Infirme le jugement entrepris en ce qu’il a dit qu’il n’y a pas lieu de rejeter les pièces produites en portugais.
Statuant à nouveau sur ce point,
Écarte des débats, faute de traduction, le seul extrait du journal officiel de la région autonome de [Localité 4] du 11’janvier 2019 produit par M. [W] [V].
Avant dire droit sur les autres demandes,
Ordonne la réouverture des débats et le rabat de l’ordonnance de clôture afin de permettre à M. [Z] [L] de produire à l’audience du mardi 11 février 2025 à 14’heures, à laquelle l’affaire est renvoyée, un des deux originaux du contrat de travail du 1er octobre 2016, lequel sera examiné sur l’audience par les parties et la cour.

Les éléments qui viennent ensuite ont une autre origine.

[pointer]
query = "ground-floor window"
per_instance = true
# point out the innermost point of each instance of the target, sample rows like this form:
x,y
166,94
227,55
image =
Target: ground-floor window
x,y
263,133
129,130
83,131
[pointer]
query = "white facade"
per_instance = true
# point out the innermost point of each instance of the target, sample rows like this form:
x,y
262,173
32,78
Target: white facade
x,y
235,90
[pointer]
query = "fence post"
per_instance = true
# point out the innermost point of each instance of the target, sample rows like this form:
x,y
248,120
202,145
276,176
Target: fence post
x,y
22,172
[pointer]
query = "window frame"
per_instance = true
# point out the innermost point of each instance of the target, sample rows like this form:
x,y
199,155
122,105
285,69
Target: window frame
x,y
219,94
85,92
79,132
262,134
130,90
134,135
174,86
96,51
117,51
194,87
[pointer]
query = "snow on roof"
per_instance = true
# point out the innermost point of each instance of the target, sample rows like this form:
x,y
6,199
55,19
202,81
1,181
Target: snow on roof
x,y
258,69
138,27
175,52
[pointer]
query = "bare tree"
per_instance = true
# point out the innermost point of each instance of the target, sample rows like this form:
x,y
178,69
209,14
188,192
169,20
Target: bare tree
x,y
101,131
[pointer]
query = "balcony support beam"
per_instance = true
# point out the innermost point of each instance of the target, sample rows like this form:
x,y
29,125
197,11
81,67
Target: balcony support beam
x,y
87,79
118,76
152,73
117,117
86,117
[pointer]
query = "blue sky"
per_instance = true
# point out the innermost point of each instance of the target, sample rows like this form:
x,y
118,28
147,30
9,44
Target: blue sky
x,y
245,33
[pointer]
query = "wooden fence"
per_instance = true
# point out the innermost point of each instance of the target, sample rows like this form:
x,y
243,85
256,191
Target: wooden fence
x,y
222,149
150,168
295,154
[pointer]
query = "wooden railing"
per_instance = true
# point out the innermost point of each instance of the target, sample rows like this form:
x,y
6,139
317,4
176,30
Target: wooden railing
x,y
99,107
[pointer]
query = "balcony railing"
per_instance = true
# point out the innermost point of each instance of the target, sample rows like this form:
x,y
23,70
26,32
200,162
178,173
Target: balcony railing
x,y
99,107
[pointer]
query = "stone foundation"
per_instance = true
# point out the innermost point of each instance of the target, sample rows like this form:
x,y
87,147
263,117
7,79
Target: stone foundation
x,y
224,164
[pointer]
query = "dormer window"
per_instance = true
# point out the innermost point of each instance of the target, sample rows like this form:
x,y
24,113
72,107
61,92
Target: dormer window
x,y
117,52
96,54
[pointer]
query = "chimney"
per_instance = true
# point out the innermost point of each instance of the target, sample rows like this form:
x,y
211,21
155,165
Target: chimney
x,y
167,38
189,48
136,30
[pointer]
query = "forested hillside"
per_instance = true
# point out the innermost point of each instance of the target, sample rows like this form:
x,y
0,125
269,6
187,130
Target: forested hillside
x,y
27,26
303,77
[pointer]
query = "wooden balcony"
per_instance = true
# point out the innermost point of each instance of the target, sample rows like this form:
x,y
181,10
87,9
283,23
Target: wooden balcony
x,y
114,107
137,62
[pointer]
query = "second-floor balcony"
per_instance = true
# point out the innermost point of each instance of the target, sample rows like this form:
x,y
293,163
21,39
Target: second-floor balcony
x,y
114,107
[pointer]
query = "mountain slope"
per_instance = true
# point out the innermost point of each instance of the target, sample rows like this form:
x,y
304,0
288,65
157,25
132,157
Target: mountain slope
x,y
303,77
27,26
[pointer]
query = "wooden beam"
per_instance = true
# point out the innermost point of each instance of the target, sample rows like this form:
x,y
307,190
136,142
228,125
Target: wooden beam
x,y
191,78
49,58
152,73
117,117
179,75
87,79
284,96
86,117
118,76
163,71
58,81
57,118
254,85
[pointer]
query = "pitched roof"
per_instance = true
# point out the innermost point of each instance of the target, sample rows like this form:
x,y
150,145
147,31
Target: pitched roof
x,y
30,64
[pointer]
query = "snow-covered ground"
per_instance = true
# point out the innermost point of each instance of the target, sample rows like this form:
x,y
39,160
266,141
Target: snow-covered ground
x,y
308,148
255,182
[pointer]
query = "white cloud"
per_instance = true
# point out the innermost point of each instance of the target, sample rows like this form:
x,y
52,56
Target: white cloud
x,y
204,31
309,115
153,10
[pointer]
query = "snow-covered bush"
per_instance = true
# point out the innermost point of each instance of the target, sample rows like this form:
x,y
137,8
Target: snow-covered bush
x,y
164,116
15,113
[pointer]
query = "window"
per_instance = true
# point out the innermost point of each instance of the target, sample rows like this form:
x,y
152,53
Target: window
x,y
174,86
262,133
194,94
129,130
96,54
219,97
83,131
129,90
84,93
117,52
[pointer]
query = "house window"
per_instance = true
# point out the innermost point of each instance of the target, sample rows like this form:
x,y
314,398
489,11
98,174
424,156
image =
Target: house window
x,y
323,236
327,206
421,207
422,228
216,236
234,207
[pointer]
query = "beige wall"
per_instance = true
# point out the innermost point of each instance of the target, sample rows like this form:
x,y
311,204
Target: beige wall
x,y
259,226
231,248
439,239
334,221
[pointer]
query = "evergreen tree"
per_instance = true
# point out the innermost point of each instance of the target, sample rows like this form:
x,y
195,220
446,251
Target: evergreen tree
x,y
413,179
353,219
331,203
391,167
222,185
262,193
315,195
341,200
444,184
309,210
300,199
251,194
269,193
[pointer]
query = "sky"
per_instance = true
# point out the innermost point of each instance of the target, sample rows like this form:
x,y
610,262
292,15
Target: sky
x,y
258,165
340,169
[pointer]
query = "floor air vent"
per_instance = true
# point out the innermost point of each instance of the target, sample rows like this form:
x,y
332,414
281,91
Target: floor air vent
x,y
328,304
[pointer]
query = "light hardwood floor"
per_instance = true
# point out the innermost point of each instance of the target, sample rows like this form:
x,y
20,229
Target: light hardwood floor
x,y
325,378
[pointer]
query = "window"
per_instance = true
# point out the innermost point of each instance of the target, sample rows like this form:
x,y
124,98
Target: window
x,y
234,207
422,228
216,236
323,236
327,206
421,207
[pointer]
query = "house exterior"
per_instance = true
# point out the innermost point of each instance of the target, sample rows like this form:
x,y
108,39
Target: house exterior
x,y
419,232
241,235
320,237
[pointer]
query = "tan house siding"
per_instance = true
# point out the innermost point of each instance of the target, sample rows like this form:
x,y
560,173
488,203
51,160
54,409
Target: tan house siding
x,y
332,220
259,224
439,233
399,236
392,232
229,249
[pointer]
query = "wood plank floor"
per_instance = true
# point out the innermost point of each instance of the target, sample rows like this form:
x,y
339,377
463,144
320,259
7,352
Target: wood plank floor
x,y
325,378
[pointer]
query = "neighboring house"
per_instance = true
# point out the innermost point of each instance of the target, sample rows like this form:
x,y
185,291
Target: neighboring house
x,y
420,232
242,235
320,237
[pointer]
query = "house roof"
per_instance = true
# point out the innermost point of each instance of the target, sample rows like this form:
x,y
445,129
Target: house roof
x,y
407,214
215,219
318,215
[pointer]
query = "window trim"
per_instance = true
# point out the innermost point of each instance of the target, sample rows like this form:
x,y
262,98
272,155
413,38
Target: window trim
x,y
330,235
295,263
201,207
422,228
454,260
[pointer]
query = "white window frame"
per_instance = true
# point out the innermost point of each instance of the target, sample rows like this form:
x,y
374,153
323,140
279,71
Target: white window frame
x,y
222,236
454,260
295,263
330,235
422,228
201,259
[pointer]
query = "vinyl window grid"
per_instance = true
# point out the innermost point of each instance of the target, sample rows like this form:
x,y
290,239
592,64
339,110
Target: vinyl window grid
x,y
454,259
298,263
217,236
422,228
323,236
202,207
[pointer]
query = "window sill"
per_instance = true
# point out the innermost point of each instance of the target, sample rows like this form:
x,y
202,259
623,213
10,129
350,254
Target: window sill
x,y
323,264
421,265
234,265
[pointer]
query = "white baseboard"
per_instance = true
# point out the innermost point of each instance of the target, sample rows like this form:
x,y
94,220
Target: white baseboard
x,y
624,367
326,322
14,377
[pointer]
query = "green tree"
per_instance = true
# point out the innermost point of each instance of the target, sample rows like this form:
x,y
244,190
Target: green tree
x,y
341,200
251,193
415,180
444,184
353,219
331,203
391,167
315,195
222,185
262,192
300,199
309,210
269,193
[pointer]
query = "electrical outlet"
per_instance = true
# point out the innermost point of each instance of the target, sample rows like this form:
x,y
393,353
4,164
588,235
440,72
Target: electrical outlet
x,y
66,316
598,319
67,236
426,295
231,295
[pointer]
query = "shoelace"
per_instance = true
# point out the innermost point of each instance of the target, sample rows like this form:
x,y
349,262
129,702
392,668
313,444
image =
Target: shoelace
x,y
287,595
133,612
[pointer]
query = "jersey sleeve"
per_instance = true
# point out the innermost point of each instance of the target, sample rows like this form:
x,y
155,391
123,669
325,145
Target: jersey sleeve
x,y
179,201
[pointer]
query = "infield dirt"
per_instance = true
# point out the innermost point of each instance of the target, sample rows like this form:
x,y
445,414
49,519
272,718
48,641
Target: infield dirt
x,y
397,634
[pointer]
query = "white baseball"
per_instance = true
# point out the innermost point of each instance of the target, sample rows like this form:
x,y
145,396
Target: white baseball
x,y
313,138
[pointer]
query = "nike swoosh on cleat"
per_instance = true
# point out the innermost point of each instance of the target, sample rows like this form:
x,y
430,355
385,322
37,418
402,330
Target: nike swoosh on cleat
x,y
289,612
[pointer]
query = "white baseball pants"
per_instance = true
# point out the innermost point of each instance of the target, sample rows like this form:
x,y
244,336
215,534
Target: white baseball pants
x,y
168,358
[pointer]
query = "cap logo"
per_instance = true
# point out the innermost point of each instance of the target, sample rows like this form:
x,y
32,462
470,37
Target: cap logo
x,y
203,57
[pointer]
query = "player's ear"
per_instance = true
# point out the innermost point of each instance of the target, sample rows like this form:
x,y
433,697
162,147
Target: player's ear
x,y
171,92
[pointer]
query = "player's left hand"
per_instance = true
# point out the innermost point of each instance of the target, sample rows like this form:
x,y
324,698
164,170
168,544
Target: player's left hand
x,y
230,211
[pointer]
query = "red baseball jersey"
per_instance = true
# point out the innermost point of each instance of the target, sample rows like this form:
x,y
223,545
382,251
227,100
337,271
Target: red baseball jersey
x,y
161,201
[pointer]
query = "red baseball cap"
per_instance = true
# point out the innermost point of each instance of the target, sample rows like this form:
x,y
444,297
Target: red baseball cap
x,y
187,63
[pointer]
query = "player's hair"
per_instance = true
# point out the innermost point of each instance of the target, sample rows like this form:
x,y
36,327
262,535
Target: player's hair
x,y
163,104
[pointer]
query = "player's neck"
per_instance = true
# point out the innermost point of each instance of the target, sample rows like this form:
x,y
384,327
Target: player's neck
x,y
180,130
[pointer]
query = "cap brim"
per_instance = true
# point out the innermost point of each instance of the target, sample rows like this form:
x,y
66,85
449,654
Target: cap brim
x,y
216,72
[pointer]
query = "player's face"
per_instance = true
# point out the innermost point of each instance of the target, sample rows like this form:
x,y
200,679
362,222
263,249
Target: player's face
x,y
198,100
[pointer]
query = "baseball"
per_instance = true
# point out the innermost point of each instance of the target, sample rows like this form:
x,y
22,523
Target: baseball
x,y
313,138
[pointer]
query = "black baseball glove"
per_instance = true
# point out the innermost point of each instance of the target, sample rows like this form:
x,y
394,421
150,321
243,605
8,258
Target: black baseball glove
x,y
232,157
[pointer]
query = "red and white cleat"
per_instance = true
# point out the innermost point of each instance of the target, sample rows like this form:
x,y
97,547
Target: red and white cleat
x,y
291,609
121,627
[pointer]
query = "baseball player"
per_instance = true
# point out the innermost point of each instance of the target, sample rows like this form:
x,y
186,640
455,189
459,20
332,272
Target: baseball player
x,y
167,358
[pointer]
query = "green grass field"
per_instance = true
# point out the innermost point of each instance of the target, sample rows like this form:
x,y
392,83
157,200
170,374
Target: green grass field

Dit qu’après cet examen les parties pourront à leur choix, ou bien s’en tenir à leurs écritures, en quel cas une nouvelle clôture sera prononcée sur le champ avec leur accord et la cause mise en délibéré, ou bien demander à prendre de nouvelles écritures, en quel cas l’instruction sera clôturée à nouveau le 11 mars 2025 et l’affaire plaidée à l’audience du mardi 25 mars 2025 à 14’heures.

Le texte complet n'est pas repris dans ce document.